Based on new data from the craft, NASA announced last week that Voyager 1 is nearing the heliopause, the border between our solar system and deep interstellar space. To put in perspective -- Voyager 1 is 11 billion miles from Earth which is nearly 120 times more than the distance between the Earth and the Sun. It takes nearly 17 hours for radio signals from the probe to reach the earth.
Crossing The Bubble
Imagine our solar system as being inside a bubble, known as heliosphere. The boundary of the bubble is where the sun's influence diminishes and the magnetic field of the interstellar space takes over. As you know, our sun emits charged particles -- known as solar wind. This is responsible for the spectacular northern lights display (Aurora) when it collides with the earth's atmosphere.
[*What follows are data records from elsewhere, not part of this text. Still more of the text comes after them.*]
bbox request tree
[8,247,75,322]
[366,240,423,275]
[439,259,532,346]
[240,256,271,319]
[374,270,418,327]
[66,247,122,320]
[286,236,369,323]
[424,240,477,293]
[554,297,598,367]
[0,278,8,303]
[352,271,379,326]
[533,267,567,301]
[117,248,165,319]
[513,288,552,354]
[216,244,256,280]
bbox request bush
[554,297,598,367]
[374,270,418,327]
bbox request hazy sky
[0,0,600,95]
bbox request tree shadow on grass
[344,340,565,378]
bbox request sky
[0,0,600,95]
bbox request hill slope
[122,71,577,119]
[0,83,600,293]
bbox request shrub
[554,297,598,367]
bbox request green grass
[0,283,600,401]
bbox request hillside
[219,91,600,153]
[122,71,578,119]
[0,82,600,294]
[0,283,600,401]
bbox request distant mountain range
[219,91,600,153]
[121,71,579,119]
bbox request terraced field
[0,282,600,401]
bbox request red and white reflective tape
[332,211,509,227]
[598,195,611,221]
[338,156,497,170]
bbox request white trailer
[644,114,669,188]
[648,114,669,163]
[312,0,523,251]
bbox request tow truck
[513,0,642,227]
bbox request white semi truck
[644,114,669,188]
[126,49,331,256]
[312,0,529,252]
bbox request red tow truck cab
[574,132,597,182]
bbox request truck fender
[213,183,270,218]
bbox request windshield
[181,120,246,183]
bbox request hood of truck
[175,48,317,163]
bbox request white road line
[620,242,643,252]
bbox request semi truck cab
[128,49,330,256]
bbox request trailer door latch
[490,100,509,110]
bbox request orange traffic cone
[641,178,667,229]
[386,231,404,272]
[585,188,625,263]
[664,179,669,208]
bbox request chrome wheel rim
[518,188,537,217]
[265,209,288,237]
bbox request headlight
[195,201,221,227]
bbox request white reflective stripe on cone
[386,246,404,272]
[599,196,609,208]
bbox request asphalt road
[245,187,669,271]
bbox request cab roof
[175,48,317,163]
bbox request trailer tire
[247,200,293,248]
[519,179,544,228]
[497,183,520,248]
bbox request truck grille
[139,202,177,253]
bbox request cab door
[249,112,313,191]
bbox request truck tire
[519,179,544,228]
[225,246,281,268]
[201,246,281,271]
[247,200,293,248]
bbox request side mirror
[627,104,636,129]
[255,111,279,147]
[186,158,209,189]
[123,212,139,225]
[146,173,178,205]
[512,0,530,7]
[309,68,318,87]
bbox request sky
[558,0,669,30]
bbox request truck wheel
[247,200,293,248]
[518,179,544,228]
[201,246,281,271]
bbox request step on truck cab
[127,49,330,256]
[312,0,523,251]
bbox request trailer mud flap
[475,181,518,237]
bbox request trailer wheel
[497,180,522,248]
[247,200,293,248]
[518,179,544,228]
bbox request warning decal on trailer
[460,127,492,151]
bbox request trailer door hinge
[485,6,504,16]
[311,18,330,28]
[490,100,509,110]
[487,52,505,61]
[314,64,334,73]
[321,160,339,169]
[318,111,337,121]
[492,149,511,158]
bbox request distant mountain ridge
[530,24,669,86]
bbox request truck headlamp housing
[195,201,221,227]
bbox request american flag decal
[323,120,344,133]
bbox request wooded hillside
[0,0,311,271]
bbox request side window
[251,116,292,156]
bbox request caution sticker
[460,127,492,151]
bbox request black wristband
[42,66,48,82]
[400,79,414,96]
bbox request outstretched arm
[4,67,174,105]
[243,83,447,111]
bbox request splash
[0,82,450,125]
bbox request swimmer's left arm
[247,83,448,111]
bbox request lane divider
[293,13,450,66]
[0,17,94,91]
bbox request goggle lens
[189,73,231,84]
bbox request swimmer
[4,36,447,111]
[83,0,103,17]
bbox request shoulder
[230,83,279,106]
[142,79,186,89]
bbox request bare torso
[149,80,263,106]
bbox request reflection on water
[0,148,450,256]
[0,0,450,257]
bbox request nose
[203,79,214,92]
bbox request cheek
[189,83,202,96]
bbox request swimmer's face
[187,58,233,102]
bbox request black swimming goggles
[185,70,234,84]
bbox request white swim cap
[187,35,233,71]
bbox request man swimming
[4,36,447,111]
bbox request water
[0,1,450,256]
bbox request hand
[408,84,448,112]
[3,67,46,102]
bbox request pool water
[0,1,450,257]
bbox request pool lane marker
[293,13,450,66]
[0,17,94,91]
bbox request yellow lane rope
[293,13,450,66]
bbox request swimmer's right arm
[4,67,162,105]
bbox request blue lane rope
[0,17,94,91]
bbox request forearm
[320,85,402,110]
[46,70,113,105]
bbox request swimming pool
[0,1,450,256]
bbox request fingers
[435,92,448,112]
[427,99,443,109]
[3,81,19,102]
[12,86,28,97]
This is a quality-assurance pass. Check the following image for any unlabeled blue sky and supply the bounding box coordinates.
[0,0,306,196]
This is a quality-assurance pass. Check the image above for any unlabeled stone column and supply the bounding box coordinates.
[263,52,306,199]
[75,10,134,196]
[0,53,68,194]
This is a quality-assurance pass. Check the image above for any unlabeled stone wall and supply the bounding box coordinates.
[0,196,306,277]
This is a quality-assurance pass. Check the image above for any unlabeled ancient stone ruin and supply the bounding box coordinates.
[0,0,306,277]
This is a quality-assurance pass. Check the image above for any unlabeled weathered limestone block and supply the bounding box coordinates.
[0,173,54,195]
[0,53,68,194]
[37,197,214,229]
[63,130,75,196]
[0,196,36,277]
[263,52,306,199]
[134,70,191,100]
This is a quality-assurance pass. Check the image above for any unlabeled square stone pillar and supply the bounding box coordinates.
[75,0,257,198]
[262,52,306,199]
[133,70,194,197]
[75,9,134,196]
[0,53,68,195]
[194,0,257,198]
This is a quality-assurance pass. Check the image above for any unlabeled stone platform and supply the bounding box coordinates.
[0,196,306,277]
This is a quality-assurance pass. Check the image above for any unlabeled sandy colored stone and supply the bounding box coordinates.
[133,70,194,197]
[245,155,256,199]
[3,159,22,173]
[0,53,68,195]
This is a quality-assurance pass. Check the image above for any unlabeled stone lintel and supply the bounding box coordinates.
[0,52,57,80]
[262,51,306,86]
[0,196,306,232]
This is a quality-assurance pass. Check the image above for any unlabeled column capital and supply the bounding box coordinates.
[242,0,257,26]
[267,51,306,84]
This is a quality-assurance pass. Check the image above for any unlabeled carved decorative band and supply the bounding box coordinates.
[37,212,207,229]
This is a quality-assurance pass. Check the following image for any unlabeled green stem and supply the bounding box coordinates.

This boundary of the heliosphere is called the 'termination shock'. Voyager 1 crossed this boundary in December 2004 and is now in the region known as heliosheath. Scientists have been receiving signals from the spacecraft over the past six months, indicating that the speed of the solar wind has reached zero. This means that the spacecraft is close to the outer edges of the heliosheath and is likely to enter interstellar space in a year.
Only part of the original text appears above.